What this package does?
A set of keywords is extracted from the file script.txt. Based on those keywords and their respective scores in the script.txt file, the best 'n' keywords are taken in descending order of the scores. Now, the best 'n' keywords are matched with words of the three transcript.txt files and a similarity score is calculated between each 'n' best keyword and words present in the transcript files.
Note – An important factor that must be noted is that based upon user need, the similarity comparison can be done between: each keyword of the script.txt file and every word from each of the transcript files. OR each keyword of the script.txt file and the best 'n' keywords extracted from each of the transcript files. The latter is far more efficient than the former.
Output displayed is each keyword extracted from the script.txt file and their corresponding scores.
What are Keywords?
Keywords, defined as a sequence of one or more words, provide a compact representation of a document’s content. Ideally, keywords represent in condensed form the essential content of a document.
Extraction of Keywords
The stop words are first removed from the extracted text. Then separate each sentence using delimiters like full stop, question mark etc. Then use the defined word delimiters to get an array of words. Finally obtain a sequence of continuous words using the array delimited by the phrase delimiters. Phrase delimiters are the previous stop words. The keywords have been extracted.
self.stop_word_t = algorithm.Algorithm("SmartStoplist.txt", 4, 1, 3)

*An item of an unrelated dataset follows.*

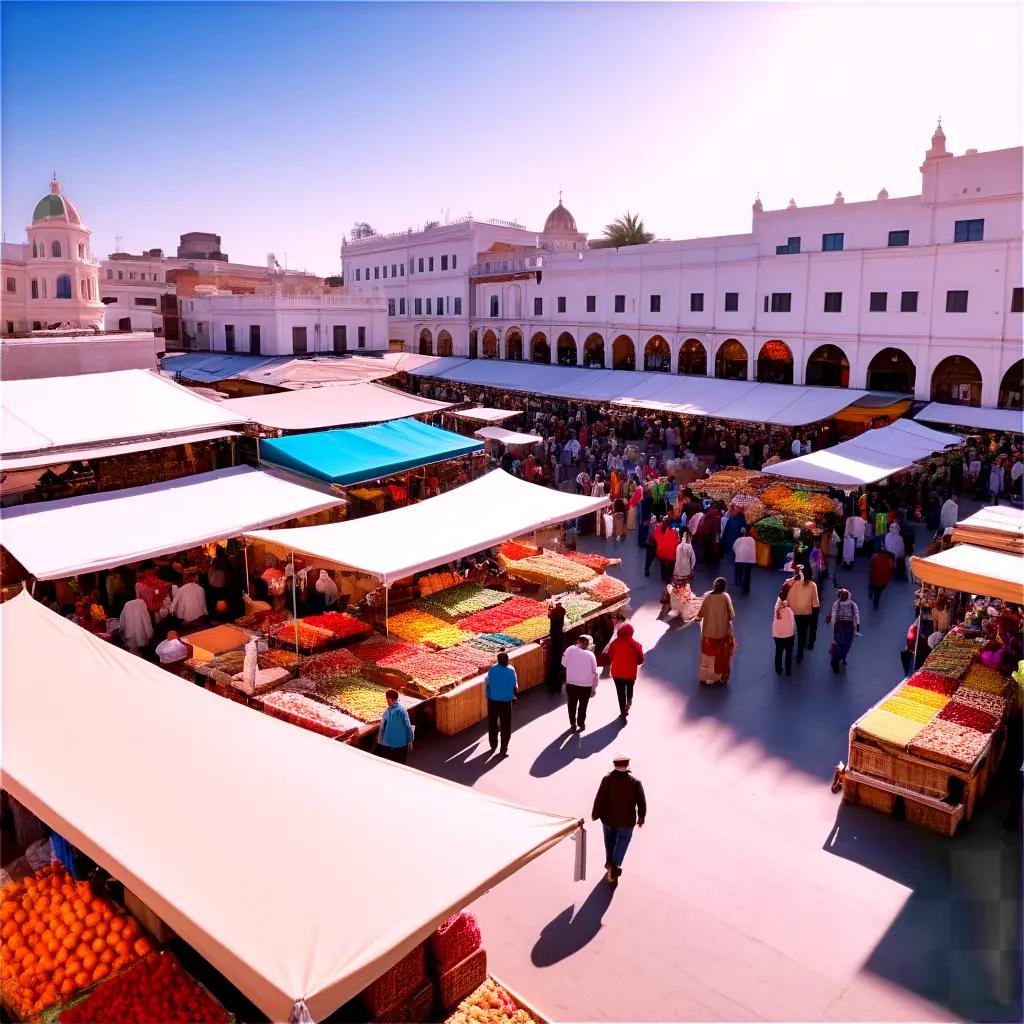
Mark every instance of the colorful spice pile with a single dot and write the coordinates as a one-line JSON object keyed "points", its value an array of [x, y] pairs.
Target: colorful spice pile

This line in the file main.py is an important line due to the numbers 4,1,3.
It indicates that for the extracted keywords, each word must consist of minimum of 4 letters, each phrase can have a maximum of 3 words and has appeared at least 3 times in the document. Now these 3 values can be altered accordingly.
Score of the Keywords
After the keywords have been extracted, we calculate the degree and the frequency of each word.
Degree = number of words in the keyword phrase -1
Frequency = number of times the keyword appeared in the document
Final Score = (degree/frequency)
Thus, Total score of a keyword phrase = sum of each of its keyword scores
Similarity Calculation with Transcript file
After the Kywords have been extracted from the script.py file, next we need to measure the similarity between the keywords and words of the Transcript files. Now, as earlier mentioned, only the keywords from the transcript files can be extracted or all the words excluding the stop words can be extracted from the transcript files. A similarity calculation using Cosine similarity is measured between the keywords from the script.py and the words from each of the transcript files. The Similarities for each of the keywords of the script.py file with each of the words from transcript files are added up and thus we end up with a list having each keyword and its corresponding cumulated similarity value. this has been explained with an example:
If keywords extracted from script.py are [bird, wonderwall of dreams] Let the words extracted from the first transcript file be [ball, bird in wonderland]
Then we compare similarity between the following pairs: (bird, ball) (bird, bird in wonderland) (wonderwall of dreams, ball) (wonderwall of dreams, bird in wonderland)
In the end, we end up with a list of [(bird:sim_score),(wonderwall of dreams:score)] Now we sort the list in descending order of the scores of each keyword and we obtain the final result.